El fraude consiste en prometer una inscriptividad que no pueden garantizar, porque no está en sus manos hacerlo. Apenas pueden garantizarse a si mismos, en el seno de una escena cuyo tamaño ya es restrictivo. 

Imaginen lo que significa pensar en sus cualificaciones.  No existe relación necesaria y justificable entre “espacio de arte” y “espacio de escuela”.  Las escuelas integran el sistema de arte a título de entidades de reproducción de enseñanza de unos protocolos determinados, de lo que los certificados y diplomas solo demuestran asistencia y habilidades mínimas. Las escuelas son parte integrante del “mercado general de la educación superior”, en condición de zona limítrofe; es decir, que apenas asegura su pertenencia a la universidad, amenazada por un déficit endémico. 

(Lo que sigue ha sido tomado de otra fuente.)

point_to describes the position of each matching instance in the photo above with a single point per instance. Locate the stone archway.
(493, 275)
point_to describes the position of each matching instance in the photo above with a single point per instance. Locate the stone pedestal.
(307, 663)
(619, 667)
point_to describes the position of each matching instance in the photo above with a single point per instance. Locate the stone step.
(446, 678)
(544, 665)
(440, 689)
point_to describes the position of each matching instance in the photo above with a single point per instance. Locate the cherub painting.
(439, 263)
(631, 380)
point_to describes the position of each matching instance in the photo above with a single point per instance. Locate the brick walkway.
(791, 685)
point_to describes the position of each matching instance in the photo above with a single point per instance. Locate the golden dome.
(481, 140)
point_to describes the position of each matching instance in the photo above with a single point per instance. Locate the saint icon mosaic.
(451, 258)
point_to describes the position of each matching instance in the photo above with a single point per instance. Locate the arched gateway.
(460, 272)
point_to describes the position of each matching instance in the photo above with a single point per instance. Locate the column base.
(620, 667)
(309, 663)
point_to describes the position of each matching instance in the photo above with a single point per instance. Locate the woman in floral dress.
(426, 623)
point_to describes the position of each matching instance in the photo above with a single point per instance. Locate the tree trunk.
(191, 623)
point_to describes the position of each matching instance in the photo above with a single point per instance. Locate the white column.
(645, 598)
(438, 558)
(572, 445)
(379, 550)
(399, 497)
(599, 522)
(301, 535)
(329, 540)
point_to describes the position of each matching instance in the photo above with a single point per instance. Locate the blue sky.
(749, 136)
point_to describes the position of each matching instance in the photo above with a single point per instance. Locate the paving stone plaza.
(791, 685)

El déficit no es  tan solo financiero, sino conceptual y ético, en la medida que muchas escuelas no hacen más que reproducir las fallas estructurales de sus propios docentes, que enseñan –como lo he sostenido-   el itinerario de sus propios fracasos, encubiertos por el autoritarismo de un modelo de  transmisión que hace del artista-docente un “tío permanente” que domina mediante el maltrato y la amenaza  de exclusión. 

El caso más patético, sin embargo, tiene que ver con los postgrados.  Aquí son los propios inscritos los que aceptan someterse a un régimen de violencia intra-académica –maestría- , con la sola “esperanza” de ser vistos y reconocidos por un “cartel de agentes” que reproduce sus propias condiciones de designación; que como ya he señalado, no tienen mayor validez que al interior de sus comarcas  de dominio tribal. 

Los inscritos en estos programas prefiguran su reconocimiento como agentes sub-alternos de inserción; los cuáles deben rendir cuentas mediante una tesis y un “trabajo práctico”, para acceder a   formas de  pertenencia sustituta que solo les sirve a quienes ya trabajan como docentes. Una maestría colabora en la protección académica bajo las nuevas  exigencias de acreditación universitaria. De este modo, estamos frente a la reproducción de un ejército de artistas con maestría, para disputarse un mercado laboral de por sí restringido. De manera que la adquisición del diploma, al final de cuentas, tampoco sirve de mucho. Porque lo que prevalece son las formas arcaicas de sumisión. Los postgrados son solo momentos de recalificación de la fidelidad de una pequeña horda, sometida constantemente a esas formas de control de contingente.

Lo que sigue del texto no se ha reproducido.